Günlük yaşamımızda da noktayı, virgülü, ünlemi kısaca imla, işaret ve kurallarını yerinde kullanmalıyız. Aksi takdirde eksik ve yanlış kullanılan işaretler ve zıt anlamlı kelimeler hayatımızın ahengini bozar ve manasızlaştırır, belki de yanlış anlamalara vesile olarak yaşantımızda sıkıntı yaratabilir.
Bu hususla ilgili bir çoğumuzun bildiği gerçek yaşanmış bir hikaye var. Sizinle paylaşmak isterim.

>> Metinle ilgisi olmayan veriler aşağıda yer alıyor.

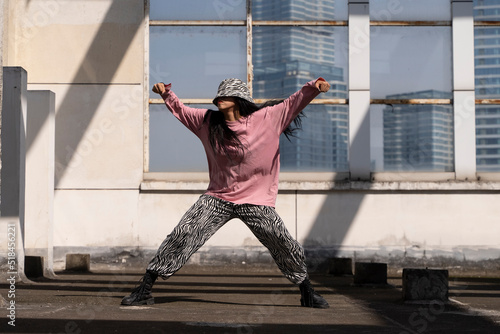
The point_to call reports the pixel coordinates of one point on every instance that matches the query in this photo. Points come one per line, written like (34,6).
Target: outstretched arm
(287,111)
(192,118)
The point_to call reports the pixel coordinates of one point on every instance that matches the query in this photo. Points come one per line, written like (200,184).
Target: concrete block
(78,262)
(33,266)
(425,284)
(370,273)
(339,266)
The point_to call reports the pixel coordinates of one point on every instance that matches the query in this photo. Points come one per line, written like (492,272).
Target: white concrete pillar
(40,160)
(13,155)
(359,89)
(463,89)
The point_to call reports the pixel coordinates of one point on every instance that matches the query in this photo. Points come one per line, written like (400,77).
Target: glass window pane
(172,147)
(412,138)
(299,10)
(488,138)
(487,80)
(285,58)
(486,10)
(197,10)
(322,143)
(196,59)
(411,61)
(410,10)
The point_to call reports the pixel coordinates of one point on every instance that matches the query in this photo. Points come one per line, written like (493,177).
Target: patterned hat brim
(233,88)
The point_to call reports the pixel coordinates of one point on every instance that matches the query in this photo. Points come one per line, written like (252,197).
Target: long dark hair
(221,136)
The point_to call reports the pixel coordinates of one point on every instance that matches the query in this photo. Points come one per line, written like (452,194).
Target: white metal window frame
(359,177)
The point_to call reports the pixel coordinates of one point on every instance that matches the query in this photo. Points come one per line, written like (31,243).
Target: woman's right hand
(159,88)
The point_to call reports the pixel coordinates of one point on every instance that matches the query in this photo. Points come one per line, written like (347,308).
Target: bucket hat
(233,88)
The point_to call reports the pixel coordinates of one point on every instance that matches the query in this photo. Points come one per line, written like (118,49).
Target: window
(284,44)
(487,60)
(293,42)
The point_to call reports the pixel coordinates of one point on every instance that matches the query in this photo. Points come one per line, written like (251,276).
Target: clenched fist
(322,85)
(159,88)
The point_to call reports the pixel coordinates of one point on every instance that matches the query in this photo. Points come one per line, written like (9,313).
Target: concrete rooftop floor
(231,300)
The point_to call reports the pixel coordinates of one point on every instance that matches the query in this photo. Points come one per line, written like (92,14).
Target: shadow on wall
(335,217)
(109,46)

Şöyle; Galatasaray Lisesi müdürü Abdurrahman Şeref Bey, Sultan Abdülhamid'in hizmetkarlarından bir paşanın oğluna "Oku adam ol, baban gibi eşek olma" der. Paşa'nın oğlu babasına gelir, "Paşa baba bizim hoca size hakaret etti" der. "Ne dedi?" deyince çocuk şöyle der, "Oku adam ol, baban gibi eşek olma" dedi. Paşa öfkeyle deliye döner. Ertesi gün okula gider, hocayı çağırır. "Siz nasıl bana hakaret edersiniz?" der. Hoca efendi sakince, "Ne demişim?" diye sorar. Paşa oğlundan duyduğuna nakleder. Hoca Efendi gayet sakin cevap verir." Efendim mahdumunuz size yanlış nakletmiş. Virgülün yerini değiştirmiş. Doğrudur, çocuğunuzu payladım. Çalışmıyordu, sizi örnek göstererek şöyle demiştim, "Oku adam ol baban gibi, eşek olma. Ortaya iki zıt anlam çıkınca paşa hem özür diler, hem de teşekkür ederek oradan ayrılır.

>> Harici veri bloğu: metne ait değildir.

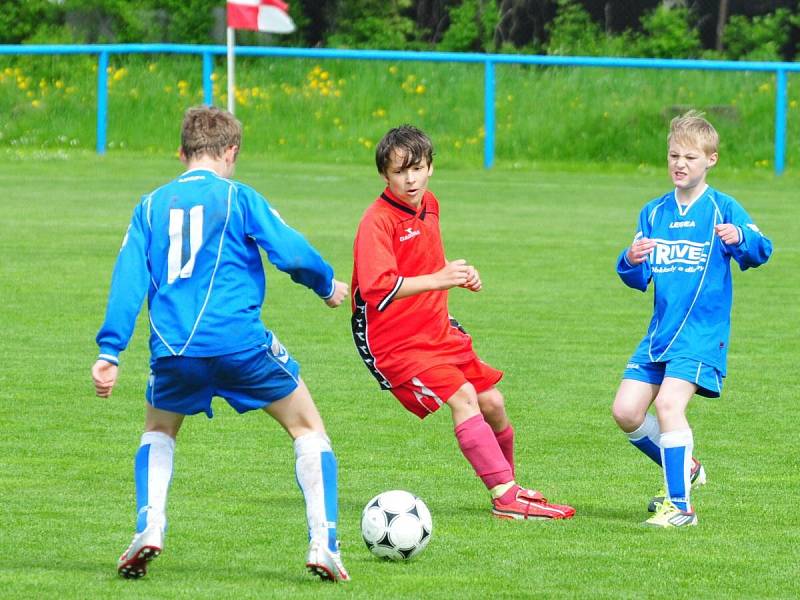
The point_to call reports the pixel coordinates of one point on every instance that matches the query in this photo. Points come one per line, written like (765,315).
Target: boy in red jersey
(406,336)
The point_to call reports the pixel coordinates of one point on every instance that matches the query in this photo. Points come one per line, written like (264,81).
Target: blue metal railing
(781,70)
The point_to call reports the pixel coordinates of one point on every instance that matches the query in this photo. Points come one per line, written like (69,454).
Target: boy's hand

İşte, bir virgülün manayı nasıl değiştirdiğinin bir örneğidir bu örnek. Abdullah Cevdet bir makalesinde, "Ben bu vatanın öksüzüyüm" diye yazarken baskıda "sin" harfi unutulunca "öküzüyüm" diye çıkar. Konuştuğumuz dil ve yazı bilgisi ile imla kurallarına mutlaka dikkat etmeliyiz.
Bir örnekte benden olsun. Bir tanıdığımız evimize misafir olarak gelmişti. Evde babamızla Kürtçe konuşurduk. Babam misafire çay getirilmesini istedi. Benden küçük kardeşim o zamanlar 13-14 yaşlarında. Misafire çay getirdi. Misafirimiz çayını içtikten sonra kardeşim tekrar demliği getirip çay doldurmak için misafire Kürtçe sordu, "Xalê Elê têkim" iki defa tekrar edince Xalè Elê de espirüter bir adam. Hemen cevabı yapıştırmıştı, "Law kerêkı law" diyerek espriyi patlamıştı. Kardeşim bir şey anlamamıştı ama biz çok gülmüştük.
Hadi küçük bir anı daha anlatıp konuyu kapatayım. Gençlik dönemimizde bir mitingde sloganlar atılıyor, "Kahrolsun Sömürgecilik" diye. Ama yanımdaki arkadaş bilmeden "Kahrolsun Süpürgecilik" diye slogan atıyor. Kulak kabarttım, sürekli aynı şekilde devam ediyordu. Tabii kalabalıkta kaynayıp gidiyordu.
Demem o ki bir kelimenin, bir harfin ve hatta bir virgülün dayanılmaz ağırlığının altında kalmadan, konuşma dilinin, noktalama işaretlerinin ve imla kurallarının nerede ve nasıl kullanılacağına dikkat ederek yazmalı ve konuşmalıyız.